Are there infinitely many nonnegative integers not of the following four forms? The four forms are:
$3x^2 + (6y-4)x - y$
$3x^2 + (6y-2)x + y - 1$
$3x^2 + (6y-3)x + y - 1$
$3x^2 + (6y-3)x - y\ $,$\ x,y \in \mathbb{Z}^{+}$
For example: $4=3 \cdot1^2+(6 \cdot1-4) \cdot 1-1\ $ is the minimum number of the four forms, so that $\ 0, \ 1, \ 2,\ 3\ $  must not be of the four forms. How can one prove that the set of these numbers is infinite?
 A: Let me denote these forms by $f_i(x,y)$ for $i=1,2,3,4$, respectively. Notice that
$$12\cdot f_1(x,y) = (6x - 1)\cdot (12y + 6x - 7) - 7\\
12\cdot f_2(x,y) = (6x + 1)\cdot (12y + 6x - 5) - 7\\
12\cdot f_3(x,y) = (6x + 1)\cdot (12y + 6x - 7) - 5\\
12\cdot f_4(x,y) = (6x - 1)\cdot (12y + 6x - 5) - 5$$
Now, if $(12k+5, 12k+7)$ is a twin prime pair, then $k$ is not represented by either of these four forms with positive $x,y$.
P.S. Suprisingly, this question is very similar to the one I answered yesterday: at https://mathoverflow.net/questions/164792/are-there-infinitely-many-natural-numbers-not-covered-by-one-of-these-7-polynomi/164859#164859
A: Here is a solution without assuming (a stronger form of) the twin prime conjecture. This paper by Iwaniec shows that if $P(x,y)=ax^2+bxy+cy^2+ex+fy+g$ satisfies some mild conditions that are easy to check and valid in this case, then the number of primes up to N represented by $P(x,y)$ is $\ll \frac{N}{(\log N)^{\frac{3}{2}}}$, so the quadratic polynomials in the question represent just a zero density set of the primes, and the same argument applies to any such finite collection quadratic polynomials as long as the polynomials satisfy the quite simple requirements of theorem 1 of Iwaniec's paper. The conditions are:


*

*$\frac{dP}{dx}$ and $\frac{dP}{dy}$ are linearly independent,

*$P(x,y)$ is irreducible in $\mathbb{Q}[x,y]$,

*$b^2-4ac$ not a perfect square,

*$gcd(a,b,c,d,e,f,g)=1$,

*$af^2-bef+ce^2+(b^2-4ac)g\neq 0$

*$P(x,y)$ represents arbitrarily large odd integers.

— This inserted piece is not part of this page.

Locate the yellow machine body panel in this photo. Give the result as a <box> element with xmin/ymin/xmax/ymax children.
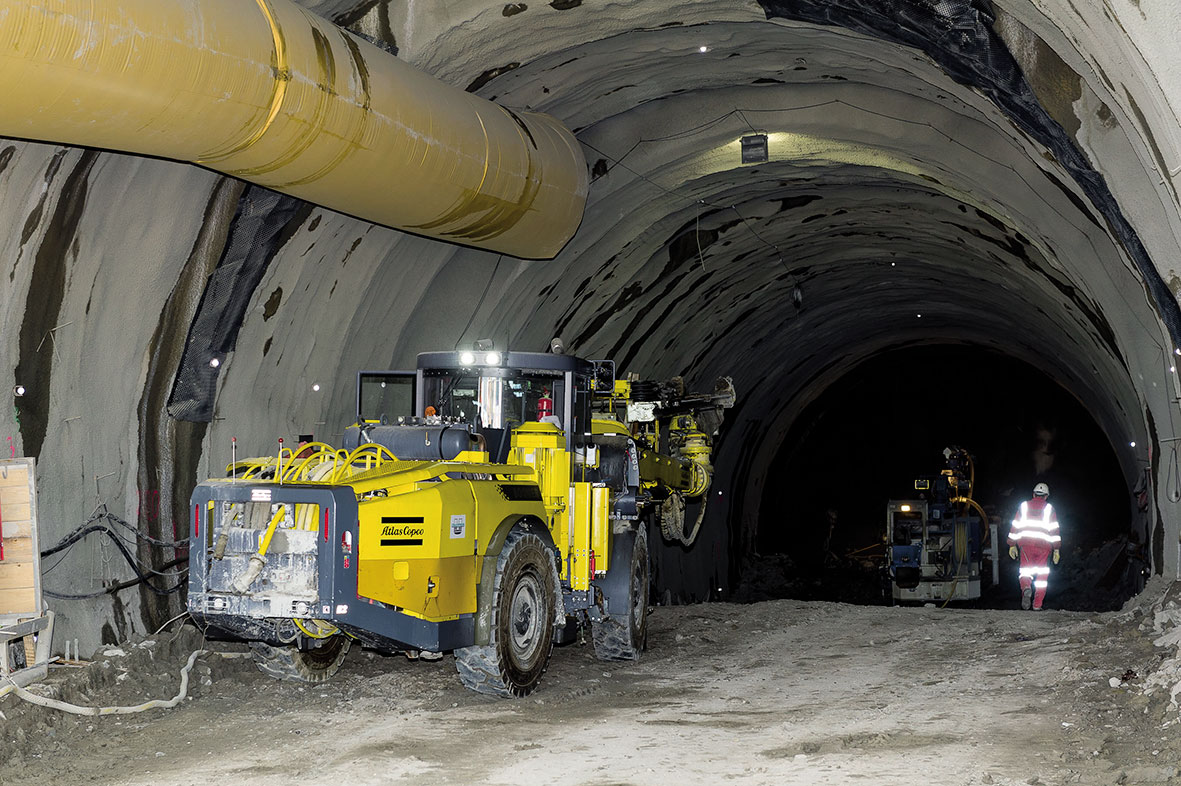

EDIT: I was too hasty; in this case $b^2-4ac=b^2$ is actually a perfect square. Then Iwaniec's paper actually says that the number of primes up to $N$ represented by $P(x,y)$ is $\gg \frac{N}{\log N}$, so this does not work (unless there is some way to estimate the constant).